Baltes is also impressed that Witt is able to compete at such a high level while also maintaining a sparkling academic record in a rugged curriculum of coursework
“His strongest quality is his focus and discipline to getting the work done on a consistent basis,” he said. “If anything, we have to focus on holding him back in terms of his training schedule so he does not overdo it. He is also very tough when the gun goes off, and is willing to push through whatever is needed to get the job done.”
Witt and the Lakers will compete in the Midwest Regional at Bay City, Mich., on Saturday. The NCAA Championships are Nov. 19 in Spokane, Wash.
Baltes shares Witt’s confidence in the team’s ability to bring home the NCAA crown.
“Our goal all season has been to compete to win an NCAA title, and this year is not different,” he said. “We are simply going to use the next 3 weeks to prepare physically and mentally to be ready to go in Spokane, and if all of our student athletes can compete to the best of their ability on that day we feel we can walk away with the results we are shooting for.”
Witt has enjoyed his career at GVSU and has a solid future ahead of him regardless of the NCAA outcome.

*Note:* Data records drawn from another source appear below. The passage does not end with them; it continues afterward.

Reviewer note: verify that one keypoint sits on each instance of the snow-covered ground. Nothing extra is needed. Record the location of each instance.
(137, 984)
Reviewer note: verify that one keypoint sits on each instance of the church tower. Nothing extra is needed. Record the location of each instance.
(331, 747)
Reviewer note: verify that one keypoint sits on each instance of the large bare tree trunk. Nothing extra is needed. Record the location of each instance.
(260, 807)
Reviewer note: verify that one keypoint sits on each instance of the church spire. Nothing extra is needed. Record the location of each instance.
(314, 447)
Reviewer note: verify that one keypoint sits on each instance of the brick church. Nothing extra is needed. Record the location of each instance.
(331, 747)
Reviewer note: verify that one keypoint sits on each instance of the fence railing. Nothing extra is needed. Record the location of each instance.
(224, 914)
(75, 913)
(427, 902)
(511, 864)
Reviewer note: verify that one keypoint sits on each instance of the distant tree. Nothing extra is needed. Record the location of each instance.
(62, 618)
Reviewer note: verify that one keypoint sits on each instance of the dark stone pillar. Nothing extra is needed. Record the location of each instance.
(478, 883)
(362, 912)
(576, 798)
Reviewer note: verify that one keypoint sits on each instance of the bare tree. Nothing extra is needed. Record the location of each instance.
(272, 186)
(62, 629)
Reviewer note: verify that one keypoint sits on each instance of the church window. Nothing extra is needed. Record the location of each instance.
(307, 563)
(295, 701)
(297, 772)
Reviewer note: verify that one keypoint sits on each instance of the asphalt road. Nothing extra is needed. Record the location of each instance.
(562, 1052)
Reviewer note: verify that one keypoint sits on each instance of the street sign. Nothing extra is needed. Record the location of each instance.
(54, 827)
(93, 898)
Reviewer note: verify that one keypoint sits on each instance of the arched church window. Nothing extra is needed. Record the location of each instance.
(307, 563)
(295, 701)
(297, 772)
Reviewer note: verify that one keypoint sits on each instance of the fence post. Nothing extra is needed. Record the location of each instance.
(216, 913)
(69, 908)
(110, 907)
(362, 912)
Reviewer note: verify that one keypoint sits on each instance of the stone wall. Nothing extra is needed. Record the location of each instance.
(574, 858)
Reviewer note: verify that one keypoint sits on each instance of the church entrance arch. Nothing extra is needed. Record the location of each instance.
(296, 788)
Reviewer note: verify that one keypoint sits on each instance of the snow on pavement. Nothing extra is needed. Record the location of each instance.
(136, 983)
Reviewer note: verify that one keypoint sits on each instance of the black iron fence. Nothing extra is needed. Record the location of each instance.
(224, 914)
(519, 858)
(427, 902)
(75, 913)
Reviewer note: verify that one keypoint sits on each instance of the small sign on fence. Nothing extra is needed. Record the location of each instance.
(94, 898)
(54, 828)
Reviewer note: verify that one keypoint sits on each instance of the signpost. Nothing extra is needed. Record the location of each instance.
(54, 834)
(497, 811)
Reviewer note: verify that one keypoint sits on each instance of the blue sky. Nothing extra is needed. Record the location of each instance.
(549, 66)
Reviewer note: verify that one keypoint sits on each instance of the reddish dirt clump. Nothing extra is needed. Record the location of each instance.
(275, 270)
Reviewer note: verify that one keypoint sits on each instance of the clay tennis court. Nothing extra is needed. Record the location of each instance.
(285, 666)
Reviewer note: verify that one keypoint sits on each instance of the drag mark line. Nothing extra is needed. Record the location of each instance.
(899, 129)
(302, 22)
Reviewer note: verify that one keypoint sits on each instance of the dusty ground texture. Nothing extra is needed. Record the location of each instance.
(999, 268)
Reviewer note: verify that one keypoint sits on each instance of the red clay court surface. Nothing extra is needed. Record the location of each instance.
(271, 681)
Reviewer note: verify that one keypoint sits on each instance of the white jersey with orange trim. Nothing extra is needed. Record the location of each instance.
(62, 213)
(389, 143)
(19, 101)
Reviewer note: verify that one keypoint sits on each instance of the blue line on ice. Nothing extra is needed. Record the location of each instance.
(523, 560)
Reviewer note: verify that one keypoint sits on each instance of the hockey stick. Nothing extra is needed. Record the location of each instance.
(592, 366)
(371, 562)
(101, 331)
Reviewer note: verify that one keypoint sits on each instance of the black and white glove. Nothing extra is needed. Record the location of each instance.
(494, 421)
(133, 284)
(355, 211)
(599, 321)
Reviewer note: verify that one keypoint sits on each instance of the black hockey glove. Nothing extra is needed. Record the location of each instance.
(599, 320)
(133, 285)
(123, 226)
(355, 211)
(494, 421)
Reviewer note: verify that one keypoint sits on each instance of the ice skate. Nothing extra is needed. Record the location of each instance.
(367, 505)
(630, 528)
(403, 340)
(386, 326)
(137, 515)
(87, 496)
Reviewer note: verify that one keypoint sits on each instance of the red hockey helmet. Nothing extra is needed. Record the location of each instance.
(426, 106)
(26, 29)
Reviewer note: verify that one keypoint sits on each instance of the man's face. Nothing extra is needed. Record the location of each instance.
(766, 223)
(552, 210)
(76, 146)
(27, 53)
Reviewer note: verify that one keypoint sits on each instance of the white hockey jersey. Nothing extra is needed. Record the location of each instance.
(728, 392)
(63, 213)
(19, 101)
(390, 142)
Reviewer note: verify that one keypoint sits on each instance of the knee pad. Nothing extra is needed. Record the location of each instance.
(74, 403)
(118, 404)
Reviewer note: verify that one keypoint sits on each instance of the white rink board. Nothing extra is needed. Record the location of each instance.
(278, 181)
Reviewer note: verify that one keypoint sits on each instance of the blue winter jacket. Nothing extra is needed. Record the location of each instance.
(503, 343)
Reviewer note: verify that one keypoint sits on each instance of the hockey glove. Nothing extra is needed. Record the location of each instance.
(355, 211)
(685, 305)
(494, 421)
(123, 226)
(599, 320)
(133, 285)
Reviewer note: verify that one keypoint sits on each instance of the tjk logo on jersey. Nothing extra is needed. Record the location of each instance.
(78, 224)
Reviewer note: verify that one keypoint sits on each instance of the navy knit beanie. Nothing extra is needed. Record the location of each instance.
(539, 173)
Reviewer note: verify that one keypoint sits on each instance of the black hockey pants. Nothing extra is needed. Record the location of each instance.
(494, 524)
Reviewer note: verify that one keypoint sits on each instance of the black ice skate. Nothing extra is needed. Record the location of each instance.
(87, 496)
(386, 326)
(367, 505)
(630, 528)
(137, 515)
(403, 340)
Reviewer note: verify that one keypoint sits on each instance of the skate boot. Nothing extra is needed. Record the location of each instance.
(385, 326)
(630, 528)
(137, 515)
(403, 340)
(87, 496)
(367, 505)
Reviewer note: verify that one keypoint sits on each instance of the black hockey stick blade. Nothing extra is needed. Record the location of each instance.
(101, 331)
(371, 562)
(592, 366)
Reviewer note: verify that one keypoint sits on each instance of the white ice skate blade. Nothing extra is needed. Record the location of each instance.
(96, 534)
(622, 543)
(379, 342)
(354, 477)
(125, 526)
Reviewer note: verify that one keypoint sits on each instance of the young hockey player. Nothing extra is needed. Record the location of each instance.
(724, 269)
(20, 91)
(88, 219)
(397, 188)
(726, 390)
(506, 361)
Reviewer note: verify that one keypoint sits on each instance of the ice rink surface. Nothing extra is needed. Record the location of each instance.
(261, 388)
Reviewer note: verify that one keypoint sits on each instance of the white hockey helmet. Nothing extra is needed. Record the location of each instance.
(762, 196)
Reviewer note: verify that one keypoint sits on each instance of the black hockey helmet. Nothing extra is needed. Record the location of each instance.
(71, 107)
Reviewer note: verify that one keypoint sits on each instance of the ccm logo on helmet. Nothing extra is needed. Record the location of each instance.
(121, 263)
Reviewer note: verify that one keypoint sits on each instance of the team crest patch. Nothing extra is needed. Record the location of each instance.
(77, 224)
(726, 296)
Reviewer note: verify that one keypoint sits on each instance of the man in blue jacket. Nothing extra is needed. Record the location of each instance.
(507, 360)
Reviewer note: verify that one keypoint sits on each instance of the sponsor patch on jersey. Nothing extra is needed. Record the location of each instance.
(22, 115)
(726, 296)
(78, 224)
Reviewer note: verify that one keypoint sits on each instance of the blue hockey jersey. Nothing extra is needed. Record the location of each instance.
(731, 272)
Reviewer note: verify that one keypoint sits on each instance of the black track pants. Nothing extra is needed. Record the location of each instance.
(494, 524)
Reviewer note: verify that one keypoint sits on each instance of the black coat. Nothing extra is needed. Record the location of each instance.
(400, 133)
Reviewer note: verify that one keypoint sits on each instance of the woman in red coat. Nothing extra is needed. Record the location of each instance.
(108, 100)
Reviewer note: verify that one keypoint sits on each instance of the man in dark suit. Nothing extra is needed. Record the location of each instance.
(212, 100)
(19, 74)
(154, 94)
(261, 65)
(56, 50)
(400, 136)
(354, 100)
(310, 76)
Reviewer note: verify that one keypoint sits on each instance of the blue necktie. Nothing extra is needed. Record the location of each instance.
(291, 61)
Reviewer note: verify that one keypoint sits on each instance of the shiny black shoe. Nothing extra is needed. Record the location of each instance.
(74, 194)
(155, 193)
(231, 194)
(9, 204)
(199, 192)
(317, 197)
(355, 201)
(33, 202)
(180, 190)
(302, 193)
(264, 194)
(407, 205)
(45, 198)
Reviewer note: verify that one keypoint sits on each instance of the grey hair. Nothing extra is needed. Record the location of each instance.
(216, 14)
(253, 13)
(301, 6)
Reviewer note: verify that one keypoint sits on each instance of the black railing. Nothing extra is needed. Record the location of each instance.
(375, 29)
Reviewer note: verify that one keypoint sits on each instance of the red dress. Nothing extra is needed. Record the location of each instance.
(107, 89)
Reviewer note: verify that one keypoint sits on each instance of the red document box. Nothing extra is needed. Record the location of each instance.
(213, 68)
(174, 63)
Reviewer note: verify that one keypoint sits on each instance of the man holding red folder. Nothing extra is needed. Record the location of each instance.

“My four years at Grand Valley have been amazing,” he said. “It's been so nice to show up to practice every day with a group of people with the same goals and level of motivation. My future plans are to attend medical school next year, hopefully through I.U. on the Terre Haute campus.”
n Grimes to be inducted – Terre Haute Gerstmeyer grad John Grimes will be inducted on Friday night into the Marian University’s M-Club Wall of Fame for his many contributions to the Knights’ athletic program over the past several decades.
Grimes served as athletic director at the private Indianapolis school for 26 years, taking over a department that fielded five sports and increasing that total to 18.
He has also won more than 500 games as men’s basketball coach, and is described by the school as “the ultimate Marian University ambassador who works tirelessly and timeless to make Marian University and its student-athletes the best that they can be.”
• South grad Taylor Hayne and the Lindsey Wilson (Ky.) College Blue Raiders are continuing their great season and are guaranteed at least a share of the Mid-South Conference volleyball title.
The Blue Raiders are 27-2 overall and 10-2 in the MSC, and had a 20-match winning streak stopped on Thursday with a loss to Campbellsville. Hayne, a freshman, had six kills and a .313 hitting percentage in that match.
• Bulgarian professional basketball teams are permitted three American players, and the Balkan Botevgrad squad is taking up two of those spots with former Indiana State Sycamores.
Isiah Martin, who provided depth as ISU earned an NCAA bid last spring, will team up with former Sycamore Josh Crawford for the European squad.
The third American is 30-year-old former Louisville standout Dwayne Morton.